In the broader sense this is a positive development. My attention tends to focus on the narrower sense of the individual. There are individual humans in a team. These individuals are living through their life trajectory. If they are anything like myself, they are interested in their personal unique development. In a team setting, they have to collaborate in the team effort. They may have an opportunity to show excellence or to hone skills on a particular sub-task, but they may get assigned a completely different sub-task later that requires completely different skills. Eventually, they may develop multiple skills but it will be in the sense of being a jack of all trades but a master of none.

There is within a man’s spirit a desire to be a recognized master of something. The opportunity for developing this mastery is very limited in team settings. There is little opportunity to focus on something specific, especially something that would be rare with high value. More significantly, there is little opportunity to work subservient to a master while learning the master’s craftiness as well as his skills.

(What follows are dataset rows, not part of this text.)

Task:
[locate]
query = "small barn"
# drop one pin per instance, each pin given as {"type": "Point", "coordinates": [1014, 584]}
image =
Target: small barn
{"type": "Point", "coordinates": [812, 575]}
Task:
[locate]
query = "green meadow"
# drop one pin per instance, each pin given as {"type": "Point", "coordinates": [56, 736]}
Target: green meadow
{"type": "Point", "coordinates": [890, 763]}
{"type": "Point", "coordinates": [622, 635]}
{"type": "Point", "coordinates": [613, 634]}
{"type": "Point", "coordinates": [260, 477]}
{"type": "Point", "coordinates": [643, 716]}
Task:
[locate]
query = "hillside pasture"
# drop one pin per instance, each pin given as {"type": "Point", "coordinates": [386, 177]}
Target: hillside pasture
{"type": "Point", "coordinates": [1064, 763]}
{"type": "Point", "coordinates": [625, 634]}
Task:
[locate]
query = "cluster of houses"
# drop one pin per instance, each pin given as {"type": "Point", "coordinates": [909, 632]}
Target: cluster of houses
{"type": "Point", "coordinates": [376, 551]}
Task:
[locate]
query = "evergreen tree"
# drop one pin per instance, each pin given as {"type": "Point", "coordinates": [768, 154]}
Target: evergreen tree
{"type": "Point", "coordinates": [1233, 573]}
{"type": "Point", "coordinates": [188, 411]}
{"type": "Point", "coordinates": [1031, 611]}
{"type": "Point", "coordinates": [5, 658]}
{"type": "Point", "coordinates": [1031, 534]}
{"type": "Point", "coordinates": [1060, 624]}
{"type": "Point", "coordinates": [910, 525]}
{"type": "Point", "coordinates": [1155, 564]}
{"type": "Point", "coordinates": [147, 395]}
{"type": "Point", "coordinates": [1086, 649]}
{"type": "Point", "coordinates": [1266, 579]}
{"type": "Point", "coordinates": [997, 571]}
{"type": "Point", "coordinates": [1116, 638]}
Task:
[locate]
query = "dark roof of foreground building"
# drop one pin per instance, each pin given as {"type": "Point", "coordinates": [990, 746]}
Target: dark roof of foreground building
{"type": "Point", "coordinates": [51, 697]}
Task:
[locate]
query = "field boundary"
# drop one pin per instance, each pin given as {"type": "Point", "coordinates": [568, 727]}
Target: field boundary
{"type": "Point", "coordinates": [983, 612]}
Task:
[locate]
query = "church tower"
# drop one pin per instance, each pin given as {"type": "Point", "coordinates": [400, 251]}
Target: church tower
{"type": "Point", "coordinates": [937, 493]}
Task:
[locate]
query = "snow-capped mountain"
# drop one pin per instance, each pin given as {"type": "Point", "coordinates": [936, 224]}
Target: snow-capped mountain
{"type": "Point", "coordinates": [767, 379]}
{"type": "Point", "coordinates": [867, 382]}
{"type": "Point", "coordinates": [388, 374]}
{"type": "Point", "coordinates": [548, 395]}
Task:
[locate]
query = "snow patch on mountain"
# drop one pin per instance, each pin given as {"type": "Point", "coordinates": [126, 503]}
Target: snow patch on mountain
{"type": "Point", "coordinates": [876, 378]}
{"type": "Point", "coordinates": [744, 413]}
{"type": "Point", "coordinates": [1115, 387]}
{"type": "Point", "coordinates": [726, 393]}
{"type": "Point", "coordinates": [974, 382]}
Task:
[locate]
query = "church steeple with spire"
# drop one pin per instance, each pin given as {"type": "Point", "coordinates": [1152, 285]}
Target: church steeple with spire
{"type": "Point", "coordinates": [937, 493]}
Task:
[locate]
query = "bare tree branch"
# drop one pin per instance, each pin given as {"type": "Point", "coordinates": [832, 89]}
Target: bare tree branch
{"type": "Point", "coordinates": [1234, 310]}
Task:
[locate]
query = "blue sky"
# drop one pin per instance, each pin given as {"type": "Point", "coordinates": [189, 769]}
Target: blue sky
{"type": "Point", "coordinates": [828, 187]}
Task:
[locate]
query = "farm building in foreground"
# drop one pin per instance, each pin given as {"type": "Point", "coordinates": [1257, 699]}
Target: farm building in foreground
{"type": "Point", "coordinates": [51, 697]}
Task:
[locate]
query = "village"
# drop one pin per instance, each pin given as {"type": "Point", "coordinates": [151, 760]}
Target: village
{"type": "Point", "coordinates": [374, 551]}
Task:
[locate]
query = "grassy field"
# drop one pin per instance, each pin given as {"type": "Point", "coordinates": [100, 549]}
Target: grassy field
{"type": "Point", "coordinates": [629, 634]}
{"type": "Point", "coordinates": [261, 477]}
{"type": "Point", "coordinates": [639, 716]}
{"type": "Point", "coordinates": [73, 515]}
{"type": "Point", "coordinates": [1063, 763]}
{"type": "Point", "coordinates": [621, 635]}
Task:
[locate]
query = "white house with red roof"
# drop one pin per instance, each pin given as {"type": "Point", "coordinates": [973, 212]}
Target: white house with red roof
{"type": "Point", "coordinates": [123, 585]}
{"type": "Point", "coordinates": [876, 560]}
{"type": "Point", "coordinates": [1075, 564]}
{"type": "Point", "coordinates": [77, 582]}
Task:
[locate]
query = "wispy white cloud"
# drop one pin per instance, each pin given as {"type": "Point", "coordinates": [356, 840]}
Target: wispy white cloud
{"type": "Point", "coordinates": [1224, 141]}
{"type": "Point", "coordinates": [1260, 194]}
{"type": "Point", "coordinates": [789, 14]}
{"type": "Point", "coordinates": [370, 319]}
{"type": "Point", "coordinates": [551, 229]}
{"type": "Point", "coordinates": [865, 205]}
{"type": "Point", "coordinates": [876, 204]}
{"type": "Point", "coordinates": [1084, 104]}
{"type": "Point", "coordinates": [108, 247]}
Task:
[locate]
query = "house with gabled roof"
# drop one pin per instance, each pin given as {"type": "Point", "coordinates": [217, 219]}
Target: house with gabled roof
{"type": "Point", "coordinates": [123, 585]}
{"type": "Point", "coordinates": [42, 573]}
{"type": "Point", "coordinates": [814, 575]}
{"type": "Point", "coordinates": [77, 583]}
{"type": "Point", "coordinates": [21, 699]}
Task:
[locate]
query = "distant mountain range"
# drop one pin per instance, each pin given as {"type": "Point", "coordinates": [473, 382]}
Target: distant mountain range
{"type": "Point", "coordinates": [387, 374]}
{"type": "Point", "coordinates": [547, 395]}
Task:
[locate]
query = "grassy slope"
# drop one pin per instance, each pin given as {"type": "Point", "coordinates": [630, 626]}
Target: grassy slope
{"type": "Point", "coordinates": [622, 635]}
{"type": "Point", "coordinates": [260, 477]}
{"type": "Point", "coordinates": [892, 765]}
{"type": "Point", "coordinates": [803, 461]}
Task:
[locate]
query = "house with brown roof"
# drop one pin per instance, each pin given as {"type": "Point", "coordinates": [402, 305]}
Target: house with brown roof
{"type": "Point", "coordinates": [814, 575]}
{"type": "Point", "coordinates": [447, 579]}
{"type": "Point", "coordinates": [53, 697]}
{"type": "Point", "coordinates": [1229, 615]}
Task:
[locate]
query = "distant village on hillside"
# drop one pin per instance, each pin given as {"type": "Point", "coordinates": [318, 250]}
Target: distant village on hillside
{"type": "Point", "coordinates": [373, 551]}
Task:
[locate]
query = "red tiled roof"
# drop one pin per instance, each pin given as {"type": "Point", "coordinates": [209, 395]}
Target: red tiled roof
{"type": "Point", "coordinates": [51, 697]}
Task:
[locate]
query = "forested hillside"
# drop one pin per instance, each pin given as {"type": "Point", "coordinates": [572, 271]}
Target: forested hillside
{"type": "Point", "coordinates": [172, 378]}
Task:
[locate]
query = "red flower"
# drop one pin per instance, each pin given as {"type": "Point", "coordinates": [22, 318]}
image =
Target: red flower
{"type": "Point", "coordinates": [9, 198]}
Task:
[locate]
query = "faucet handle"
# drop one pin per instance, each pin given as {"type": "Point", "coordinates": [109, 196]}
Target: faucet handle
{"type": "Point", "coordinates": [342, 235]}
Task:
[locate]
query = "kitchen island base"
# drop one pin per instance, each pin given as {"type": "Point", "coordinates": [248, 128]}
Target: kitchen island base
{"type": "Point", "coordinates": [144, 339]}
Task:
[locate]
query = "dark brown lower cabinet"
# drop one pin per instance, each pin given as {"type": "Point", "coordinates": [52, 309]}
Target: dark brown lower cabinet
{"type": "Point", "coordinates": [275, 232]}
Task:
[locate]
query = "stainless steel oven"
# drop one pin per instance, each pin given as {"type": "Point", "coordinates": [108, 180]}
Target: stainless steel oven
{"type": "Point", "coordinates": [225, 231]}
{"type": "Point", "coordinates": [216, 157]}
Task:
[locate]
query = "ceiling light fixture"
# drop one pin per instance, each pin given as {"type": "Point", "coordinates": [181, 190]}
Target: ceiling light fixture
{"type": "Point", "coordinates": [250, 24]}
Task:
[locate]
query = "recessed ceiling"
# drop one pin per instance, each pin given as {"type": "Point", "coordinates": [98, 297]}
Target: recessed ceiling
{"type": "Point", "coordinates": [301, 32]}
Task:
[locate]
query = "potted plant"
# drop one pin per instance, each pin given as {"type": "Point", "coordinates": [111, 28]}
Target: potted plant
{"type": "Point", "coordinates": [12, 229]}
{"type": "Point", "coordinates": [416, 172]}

I probably could have wrote a similar complaint a half century ago, and I think I might have. The complaint is the loss of the old model of training within some guild or profession. The training started with an apprenticeship that eventually lead to master status with the ability to run an entire shop, often at the time when the original master retires. While the apprentices are important for the success of the shop, they are not considered part of a team that includes the master as peer. The hierarchy is clear. The apprentices worked in the master’s shop. They helped make his masterworks.

For the most part, those masterworks were not intended for mass market.

The current culture shift toward team behavior has occurred over multiple generations. It may be that the younger generation is so steeped in this new attitude that they have no nagging desire to recognized for their ability to create something of their own. I know there are still examples of young people who strive and succeed as mastering some valuable trade. They tend not to be in corporate environments. The people in teams seem to have people who are content with their place in the team. More significantly, they seem to be content in staying in their place indefinitely.

Within teams, the measures and concepts of personal growth and development are very different. Within the team, the individuals are treated like a modern patient going to a doctor’s office. The goal is to comfort the team member and to hopefully prevent anything from ever ailing him. In the team environment, there is no personal trainer whose goal is to build a stronger person.

Addendum 5/24/2021:

I acknowledge that the type of scale I have is probably useless for measuring actual body composition or even trending it over time. It may have no value in terms of medicine or training, but it is a technology that previously was only used by professionals and now is available to consumers. That conversion to consumer use is the main point of this post. The tangential topic of consumer health devices is something I will explore more in the future. The good devices still have to be consumer-friendly as well as affordable. The complete product will come from a team rather than a solitary master with helpers.